President Obama defended his administration’s right to engage in extensive surveillance of U.S. communications in an interview with PBS host Charlie Rose, saying the programs had disrupted multiple terrorist plots and had adequate checks and balances.
During the interview — which was conducted Sunday before Obama left for Europe and was set to air Monday night — the president took pains to distinguish his national security approach from those of former president George W. Bush and former vice president Richard B. Cheney.
“The whole point of my concern, before I was president — because some people say, ‘Well, you know, Obama was this raving liberal before. Now he’s, you know, Dick Cheney.’ Dick Cheney sometimes says, ‘Yeah, you know? He took it all lock, stock and barrel,’ ” Obama said, according to a transcript provided by PBS. “My concern has always been not that we shouldn’t do intelligence gathering to prevent terrorism, but rather are we setting up a system of checks and balances?”
The Foreign Intelligence Surveillance Court, Obama argued, provided sufficient oversight of the National Security Agency’s activities and said the government was “making the right trade-offs” in balancing privacy rights with national security prerogatives.
“What I can say unequivocally is that if you are a U.S. person, the NSA cannot listen to your telephone calls, and the NSA cannot target your e-mails,” he added, before Rose interjected, “And have not.”
“And have not,” Obama reiterated. “They cannot and have not, by law and by rule, and unless they — and usually it wouldn’t be ‘they,’ it’d be the FBI — go to a court, and obtain a warrant, and seek probable cause, the same way it’s always been, the same way when we were growing up and we were watching movies, you want to go set up a wiretap, you got to go to a judge, show probable cause.”
The number of requests for wiretapping orders from the FISA court, Obama said, is “surprisingly small.”
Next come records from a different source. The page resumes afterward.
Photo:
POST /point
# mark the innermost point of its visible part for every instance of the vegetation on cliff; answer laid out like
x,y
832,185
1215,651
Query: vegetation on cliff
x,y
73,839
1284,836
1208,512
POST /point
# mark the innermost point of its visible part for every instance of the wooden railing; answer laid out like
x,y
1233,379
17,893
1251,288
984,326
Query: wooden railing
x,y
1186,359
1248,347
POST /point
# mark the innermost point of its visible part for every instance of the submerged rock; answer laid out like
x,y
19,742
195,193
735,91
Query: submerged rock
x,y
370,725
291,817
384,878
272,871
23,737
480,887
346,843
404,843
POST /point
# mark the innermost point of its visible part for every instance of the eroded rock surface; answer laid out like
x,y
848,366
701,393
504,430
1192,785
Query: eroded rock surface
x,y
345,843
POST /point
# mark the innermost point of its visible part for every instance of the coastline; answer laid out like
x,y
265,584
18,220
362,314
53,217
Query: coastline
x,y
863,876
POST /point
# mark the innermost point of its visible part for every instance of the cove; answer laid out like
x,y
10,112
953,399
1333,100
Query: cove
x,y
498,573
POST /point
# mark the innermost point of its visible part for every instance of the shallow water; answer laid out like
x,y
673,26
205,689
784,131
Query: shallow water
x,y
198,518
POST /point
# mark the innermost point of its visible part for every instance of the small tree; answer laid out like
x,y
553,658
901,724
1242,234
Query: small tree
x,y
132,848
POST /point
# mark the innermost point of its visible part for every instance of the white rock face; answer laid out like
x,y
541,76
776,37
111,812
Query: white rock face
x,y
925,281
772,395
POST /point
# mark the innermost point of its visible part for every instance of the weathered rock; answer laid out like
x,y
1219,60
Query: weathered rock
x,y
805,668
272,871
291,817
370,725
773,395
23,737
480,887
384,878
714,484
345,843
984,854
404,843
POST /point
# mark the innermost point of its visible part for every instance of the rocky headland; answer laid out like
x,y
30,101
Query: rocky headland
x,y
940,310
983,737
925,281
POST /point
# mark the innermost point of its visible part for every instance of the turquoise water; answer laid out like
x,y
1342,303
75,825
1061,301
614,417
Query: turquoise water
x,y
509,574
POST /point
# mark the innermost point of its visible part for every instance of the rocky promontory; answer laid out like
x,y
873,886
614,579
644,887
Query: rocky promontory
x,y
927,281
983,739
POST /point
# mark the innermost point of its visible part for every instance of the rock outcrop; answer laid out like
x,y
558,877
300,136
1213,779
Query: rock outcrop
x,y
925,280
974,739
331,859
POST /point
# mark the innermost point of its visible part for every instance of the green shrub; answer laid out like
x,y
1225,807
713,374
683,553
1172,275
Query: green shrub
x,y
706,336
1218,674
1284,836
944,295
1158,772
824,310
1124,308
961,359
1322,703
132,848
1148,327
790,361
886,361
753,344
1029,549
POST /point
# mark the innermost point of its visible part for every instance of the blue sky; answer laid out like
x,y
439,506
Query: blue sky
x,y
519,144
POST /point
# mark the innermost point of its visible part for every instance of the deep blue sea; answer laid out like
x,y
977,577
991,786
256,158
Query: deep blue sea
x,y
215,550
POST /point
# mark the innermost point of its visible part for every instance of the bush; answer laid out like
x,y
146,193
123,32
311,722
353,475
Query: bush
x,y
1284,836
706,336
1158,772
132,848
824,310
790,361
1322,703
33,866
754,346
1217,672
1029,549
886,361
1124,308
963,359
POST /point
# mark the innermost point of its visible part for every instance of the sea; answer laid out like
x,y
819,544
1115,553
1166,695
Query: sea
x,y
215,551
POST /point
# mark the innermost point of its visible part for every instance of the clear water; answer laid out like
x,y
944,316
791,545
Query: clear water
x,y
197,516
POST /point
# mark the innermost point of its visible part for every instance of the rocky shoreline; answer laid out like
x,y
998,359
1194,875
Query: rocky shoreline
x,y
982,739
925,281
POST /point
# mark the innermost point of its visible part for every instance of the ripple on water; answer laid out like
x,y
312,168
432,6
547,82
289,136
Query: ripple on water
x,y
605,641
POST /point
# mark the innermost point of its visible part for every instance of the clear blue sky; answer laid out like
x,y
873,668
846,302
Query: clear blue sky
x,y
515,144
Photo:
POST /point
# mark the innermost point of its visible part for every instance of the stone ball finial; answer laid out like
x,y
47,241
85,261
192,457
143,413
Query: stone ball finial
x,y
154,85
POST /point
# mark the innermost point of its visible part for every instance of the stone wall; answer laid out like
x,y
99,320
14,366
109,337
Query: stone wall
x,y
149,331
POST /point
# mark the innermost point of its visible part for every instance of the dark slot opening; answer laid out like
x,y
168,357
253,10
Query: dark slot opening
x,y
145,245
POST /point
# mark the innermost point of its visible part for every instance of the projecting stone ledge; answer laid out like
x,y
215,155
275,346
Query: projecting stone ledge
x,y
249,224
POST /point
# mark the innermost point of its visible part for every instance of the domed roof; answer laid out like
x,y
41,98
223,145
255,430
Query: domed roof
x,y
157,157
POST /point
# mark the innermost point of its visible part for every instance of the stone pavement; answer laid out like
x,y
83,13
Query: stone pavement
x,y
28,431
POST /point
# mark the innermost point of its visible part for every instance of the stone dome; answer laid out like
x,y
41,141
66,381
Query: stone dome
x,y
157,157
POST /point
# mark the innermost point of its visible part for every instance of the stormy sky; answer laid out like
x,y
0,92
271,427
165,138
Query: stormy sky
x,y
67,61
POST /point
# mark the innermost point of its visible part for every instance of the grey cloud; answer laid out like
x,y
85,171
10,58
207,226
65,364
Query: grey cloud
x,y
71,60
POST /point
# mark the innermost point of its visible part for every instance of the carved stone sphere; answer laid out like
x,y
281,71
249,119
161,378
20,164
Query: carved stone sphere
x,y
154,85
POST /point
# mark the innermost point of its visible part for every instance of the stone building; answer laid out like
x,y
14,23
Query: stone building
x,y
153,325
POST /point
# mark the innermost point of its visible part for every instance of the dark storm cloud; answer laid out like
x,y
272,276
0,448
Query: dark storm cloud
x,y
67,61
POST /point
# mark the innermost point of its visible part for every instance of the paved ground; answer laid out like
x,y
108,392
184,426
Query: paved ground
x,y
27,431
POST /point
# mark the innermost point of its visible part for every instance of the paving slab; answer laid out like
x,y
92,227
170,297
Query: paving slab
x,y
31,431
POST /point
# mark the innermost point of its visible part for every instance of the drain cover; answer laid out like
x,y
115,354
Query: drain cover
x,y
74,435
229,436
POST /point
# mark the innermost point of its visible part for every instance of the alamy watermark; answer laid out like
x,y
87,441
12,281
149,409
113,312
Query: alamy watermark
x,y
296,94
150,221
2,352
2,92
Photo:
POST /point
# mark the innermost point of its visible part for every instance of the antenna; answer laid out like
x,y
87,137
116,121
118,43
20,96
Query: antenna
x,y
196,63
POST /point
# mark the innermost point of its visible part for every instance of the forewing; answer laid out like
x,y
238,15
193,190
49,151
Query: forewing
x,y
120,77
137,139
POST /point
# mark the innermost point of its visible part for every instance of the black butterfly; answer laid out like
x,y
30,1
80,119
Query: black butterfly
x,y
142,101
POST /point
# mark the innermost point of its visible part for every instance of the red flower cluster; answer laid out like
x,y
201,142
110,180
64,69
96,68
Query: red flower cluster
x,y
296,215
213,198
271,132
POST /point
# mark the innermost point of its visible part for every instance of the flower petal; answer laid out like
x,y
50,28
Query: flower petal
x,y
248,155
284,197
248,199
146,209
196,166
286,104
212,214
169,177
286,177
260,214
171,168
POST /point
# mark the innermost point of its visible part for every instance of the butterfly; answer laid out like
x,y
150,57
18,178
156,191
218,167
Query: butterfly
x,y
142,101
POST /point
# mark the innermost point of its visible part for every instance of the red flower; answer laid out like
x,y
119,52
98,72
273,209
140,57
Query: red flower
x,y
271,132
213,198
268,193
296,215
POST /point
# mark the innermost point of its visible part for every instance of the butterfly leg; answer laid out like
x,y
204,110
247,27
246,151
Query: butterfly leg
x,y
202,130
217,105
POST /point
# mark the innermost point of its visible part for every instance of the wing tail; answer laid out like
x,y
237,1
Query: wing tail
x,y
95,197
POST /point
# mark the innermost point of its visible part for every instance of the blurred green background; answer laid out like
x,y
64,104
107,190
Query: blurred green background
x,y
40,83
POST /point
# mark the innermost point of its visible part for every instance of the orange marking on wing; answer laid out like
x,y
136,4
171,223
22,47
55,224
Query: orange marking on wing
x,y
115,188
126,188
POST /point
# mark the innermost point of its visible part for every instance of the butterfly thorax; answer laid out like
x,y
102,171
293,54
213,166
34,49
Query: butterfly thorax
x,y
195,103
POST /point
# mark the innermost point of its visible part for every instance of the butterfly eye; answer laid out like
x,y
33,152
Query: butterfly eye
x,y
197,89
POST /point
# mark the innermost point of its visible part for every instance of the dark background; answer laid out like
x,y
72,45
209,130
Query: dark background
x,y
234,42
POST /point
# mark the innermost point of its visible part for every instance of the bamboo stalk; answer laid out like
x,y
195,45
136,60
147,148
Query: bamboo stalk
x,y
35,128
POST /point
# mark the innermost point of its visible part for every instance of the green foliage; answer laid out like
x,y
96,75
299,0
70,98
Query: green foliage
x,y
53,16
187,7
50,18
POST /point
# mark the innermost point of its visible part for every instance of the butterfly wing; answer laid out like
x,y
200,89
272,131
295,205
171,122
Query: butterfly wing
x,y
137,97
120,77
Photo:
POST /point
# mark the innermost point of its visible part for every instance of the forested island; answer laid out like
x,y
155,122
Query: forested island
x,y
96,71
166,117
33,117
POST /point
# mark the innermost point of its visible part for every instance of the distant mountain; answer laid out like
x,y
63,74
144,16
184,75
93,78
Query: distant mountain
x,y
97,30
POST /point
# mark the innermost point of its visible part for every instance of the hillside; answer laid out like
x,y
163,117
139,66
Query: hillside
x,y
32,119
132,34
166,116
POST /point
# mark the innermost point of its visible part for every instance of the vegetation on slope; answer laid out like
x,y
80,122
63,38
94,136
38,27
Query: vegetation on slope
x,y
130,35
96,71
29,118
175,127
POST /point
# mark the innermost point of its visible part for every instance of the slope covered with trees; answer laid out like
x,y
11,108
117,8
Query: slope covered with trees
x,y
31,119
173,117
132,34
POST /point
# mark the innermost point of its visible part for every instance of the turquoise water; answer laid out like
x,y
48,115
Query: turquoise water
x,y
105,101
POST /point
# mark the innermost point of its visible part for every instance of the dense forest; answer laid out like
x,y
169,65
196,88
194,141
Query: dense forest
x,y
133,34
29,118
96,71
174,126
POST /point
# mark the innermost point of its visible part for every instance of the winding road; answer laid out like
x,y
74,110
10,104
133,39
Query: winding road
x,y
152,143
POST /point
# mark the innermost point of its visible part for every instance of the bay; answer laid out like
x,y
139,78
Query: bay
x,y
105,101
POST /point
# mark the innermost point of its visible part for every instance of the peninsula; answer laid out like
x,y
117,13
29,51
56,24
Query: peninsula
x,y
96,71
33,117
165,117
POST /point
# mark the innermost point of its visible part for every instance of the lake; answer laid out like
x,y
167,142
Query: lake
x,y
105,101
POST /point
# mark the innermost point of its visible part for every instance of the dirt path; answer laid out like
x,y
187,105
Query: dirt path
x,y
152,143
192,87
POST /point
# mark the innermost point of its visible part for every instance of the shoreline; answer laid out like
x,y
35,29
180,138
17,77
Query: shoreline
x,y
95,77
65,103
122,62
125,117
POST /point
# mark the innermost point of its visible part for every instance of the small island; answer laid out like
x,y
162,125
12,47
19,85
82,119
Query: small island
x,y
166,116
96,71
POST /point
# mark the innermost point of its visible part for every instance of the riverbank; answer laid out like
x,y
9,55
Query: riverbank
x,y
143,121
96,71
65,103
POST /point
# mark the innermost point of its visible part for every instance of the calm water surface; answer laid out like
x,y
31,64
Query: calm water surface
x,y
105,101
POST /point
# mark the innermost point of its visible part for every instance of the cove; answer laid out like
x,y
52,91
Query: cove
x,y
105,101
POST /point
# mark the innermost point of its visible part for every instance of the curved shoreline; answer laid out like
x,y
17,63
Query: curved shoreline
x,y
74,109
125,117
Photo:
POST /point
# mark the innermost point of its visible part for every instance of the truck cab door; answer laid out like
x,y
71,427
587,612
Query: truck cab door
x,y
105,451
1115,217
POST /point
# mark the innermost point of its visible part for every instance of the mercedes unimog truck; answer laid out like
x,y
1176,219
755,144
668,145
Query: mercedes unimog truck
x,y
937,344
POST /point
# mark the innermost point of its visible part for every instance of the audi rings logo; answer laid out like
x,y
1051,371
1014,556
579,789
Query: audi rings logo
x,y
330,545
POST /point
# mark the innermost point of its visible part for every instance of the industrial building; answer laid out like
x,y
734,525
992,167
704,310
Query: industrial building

Details about the NSA programs, disclosed to The Washington Post and Britain’s Guardian newspaper by former government contractor Edward Snowden, has set off a furious debate in Washington about Obama’s civil liberties record.
The president said in the PBS interview that the trade-off in privacy rights was worth it because the programs “have disrupted plots, not just here in the United States but overseas as well.”
Referring to foiled terrorist Najibullah Zazi, who pleaded guilty in 2010 to trying to detonate explosives in the New York subway system, Obama said, “Now, we might have caught him some other way. We might have disrupted it because a New York cop saw he was suspicious. Maybe he turned out to be incompetent and the bomb didn’t go off. But at the margins we are increasing our chances of preventing a catastrophe like that through these programs.”